Endothelium-dependent relaxation is independent of arachidonic acid release

Endothelium-dependent relaxation is mediated by the release from vascular endothelium of an endothelium-drived relaxing factor (EDRF). It is not clear what role arachidonic acid has in this process. Inhibition of phospholipase A₂, and diacylglycerol lipase in cultured bovine aortic endothelial cells caused a marked reduction in agonist-induced arachidonic acid release from membrane phospholipid pools, and complete inhibition of prostacyclin production. EDRF release, assayed by measuring endothelium-dependent cGMP changes in mixed endothelial-smooth muscle cell cultures, was not inhibited under this conditions. In fact, EDRF release in response to two agonists, melittin and ATP, was actually increased in cells treated with phospholipase A₂ inhibitors.
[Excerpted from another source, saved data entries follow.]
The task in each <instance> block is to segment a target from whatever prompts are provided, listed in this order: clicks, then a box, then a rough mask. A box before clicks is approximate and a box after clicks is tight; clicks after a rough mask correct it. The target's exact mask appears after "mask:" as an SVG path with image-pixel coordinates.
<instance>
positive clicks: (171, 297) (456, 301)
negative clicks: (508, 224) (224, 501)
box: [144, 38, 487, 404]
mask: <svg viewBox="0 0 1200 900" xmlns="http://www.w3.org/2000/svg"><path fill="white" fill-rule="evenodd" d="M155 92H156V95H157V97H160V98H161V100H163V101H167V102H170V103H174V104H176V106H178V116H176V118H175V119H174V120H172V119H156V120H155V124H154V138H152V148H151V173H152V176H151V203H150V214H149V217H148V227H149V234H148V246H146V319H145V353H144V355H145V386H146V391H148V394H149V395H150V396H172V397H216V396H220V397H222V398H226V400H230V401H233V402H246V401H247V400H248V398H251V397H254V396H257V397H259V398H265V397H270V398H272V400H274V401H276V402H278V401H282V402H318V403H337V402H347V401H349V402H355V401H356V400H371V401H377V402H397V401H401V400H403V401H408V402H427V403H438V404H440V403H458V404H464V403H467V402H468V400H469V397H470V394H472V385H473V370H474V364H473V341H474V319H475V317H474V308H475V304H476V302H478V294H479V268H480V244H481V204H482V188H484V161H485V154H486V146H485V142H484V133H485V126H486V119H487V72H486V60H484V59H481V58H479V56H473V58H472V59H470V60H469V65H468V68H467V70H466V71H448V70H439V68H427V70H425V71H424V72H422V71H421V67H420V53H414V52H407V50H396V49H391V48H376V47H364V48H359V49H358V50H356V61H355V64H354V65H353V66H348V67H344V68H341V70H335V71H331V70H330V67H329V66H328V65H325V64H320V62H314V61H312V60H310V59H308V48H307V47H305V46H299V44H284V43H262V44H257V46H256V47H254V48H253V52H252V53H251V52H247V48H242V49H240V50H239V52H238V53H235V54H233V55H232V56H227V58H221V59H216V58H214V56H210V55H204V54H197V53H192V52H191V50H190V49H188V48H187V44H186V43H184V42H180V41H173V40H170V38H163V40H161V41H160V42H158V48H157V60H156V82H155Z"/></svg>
In addition, pretreatment of rats with high-dose dexamethasone, an inhibitor of PLA₂, did not attenuate endothelium-dependent relaxation in intact aortic rings removed from the animals, or depressor responses in anesthetized animals induced by endothelium-dependent vasodilators. In summary, inhibition of arachidonic acid release from membrane phospholipid pools does not attenuate endothelium-dependent relaxation in rats, or the release and/or response to EDRF in cultured cells.